The following serves as a practical and applied introduction to Bayesian estimation methods for the uninitiated. The goal is to provide just enough information in a brief format to allow one to feel comfortable exploring Bayesian data analysis for themselves, assuming they have the requisite context to begin with. The idea is to cover a similar amount of material as one would in part of a standard statistics sequence in various applied disciplines where statistics is being introduced in general.
After a conceptual introduction, a fully visible by-hand example is provided using the binomial distribution. After that, the document proceeds to introduce fully Bayesian analysis with the standard linear regression model, as that is the basis for most applied statistics courses and is assumed to be most familiar to the reader. Model diagnostics, model enhancements, and additional modeling issues are then explored. Supplemental content in the appendix provides more technical detail if desired, and includes a maximum likelihood refresher, an overview of programming options in Bayesian analysis, the same regression model using BUGS and JAGS, and ‘by-hand’ code for the model using the Metropolis-Hastings and Hamiltonian Monte Carlo algorithms.
Prerequisites include a basic statistical exposure such as what would be covered in a typical (probably graduate) applied science statistics course. At least some familiarity with R is necessary to follow the code, but that itself is not necessary, and one may go through any number of introductions on the web to acquire enough knowledge in that respect. However, note that for the examples here, at least part of the code will employ some Bayesian-specific programming language (e.g. Stan primarily, BUGS and JAGS in the appendix). No attempt is made to teach those languages though, as it would be difficult to do so efficiently in this more conceptually oriented setting. As such, it is suggested that one follow the code as best they can, and investigate the respective manuals, relevant texts, etc. further on their own. Between the text and comments within the code it is hoped that what the code is accomplishing will be fairly clear. However, I also provide a set of notes that can serve as an overview of Stan here.
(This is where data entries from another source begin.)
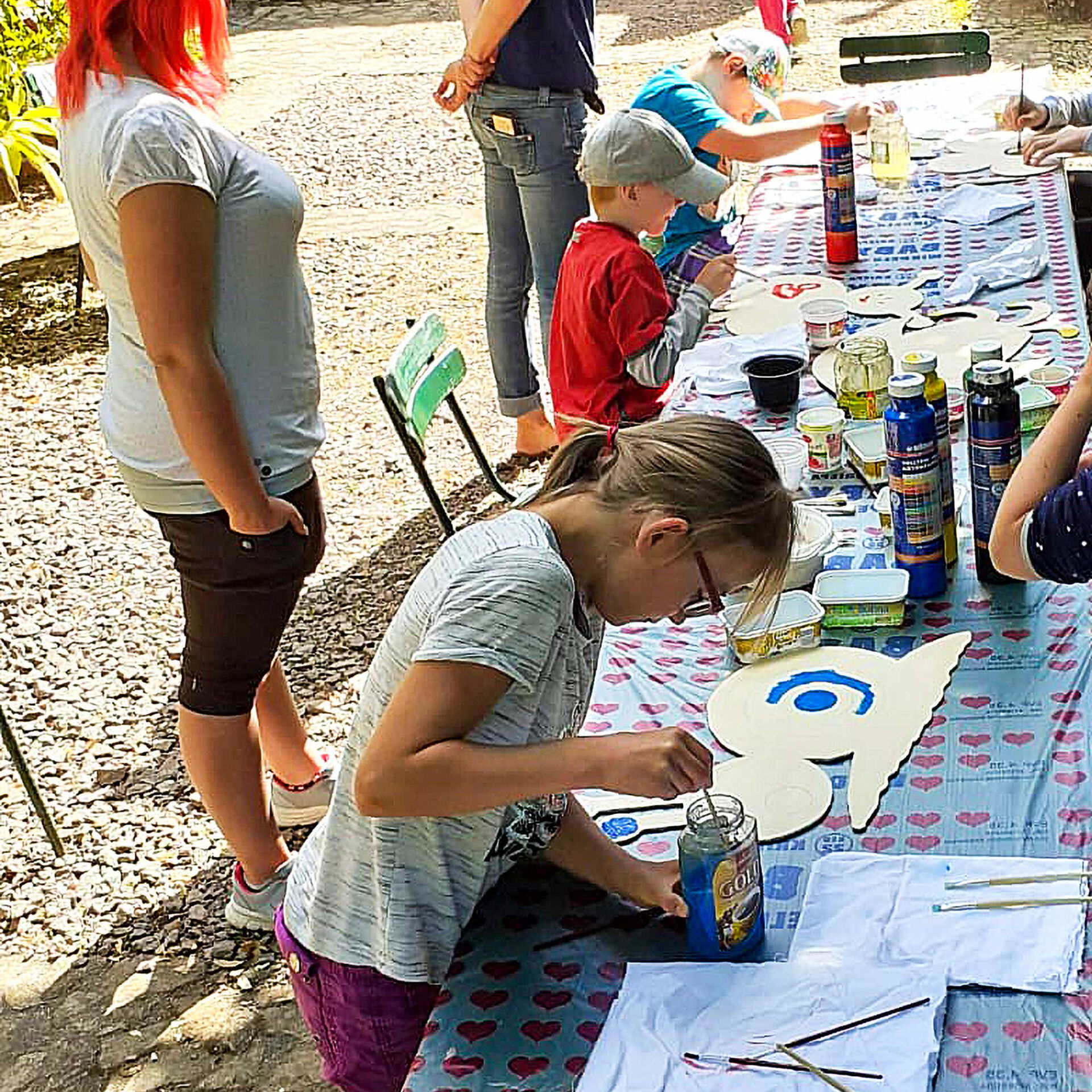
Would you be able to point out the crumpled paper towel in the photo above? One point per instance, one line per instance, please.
(1020, 261)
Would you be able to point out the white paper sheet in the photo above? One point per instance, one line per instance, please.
(879, 908)
(668, 1010)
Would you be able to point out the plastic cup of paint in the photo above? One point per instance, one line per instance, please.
(1057, 378)
(821, 428)
(824, 321)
This document relies heavily on Gelman et al. (2013), which I highly recommend, if one is ready for it. Other sources used, or particularly pertinent to the material for this document, can be found in the references section at the end. Some are more introductory, and which might be more suitable depending on the context you bring.
This document focuses more on concepts and teaching the Bayesian approach to modeling, while using Stan more as a practical vehicle. However, I do want to say something about the development of Stan and the document itself. Since this document was first put together in Summer of 2014, Stan and associated packages have undergone vast and continued development, and tools for publishing documents with R have as well. Packages such as rstanarm and brms didn’t exist then, but now make even some fairly complicated models easy to pull off with just a line or two of standard R code, and without ever having to use the Stan language directly. Further, newer visualization tools such as bayesplot and shinystan make model exploration even easier than before. While the document now more reflects these developments, it still leans on conducting analysis more explicitly so that things are not so much of a black box. However, it’s worth noting that the example regression model within and associated diagnostics and visuals would now only take a few lines of code, and fully within R. In short, the combination of R and Stan make Bayesian analysis easier than ever before. Once armed with the basic concepts one should feel able to dive as easily as they would with any other R modeling tool.
Gelman, Andrew, John B. Carlin, Hal S. Stern, David B. Dunson, Aki Vehtari, and Donald B. Rubin. 2013. Bayesian Data Analysis. 3rd ed.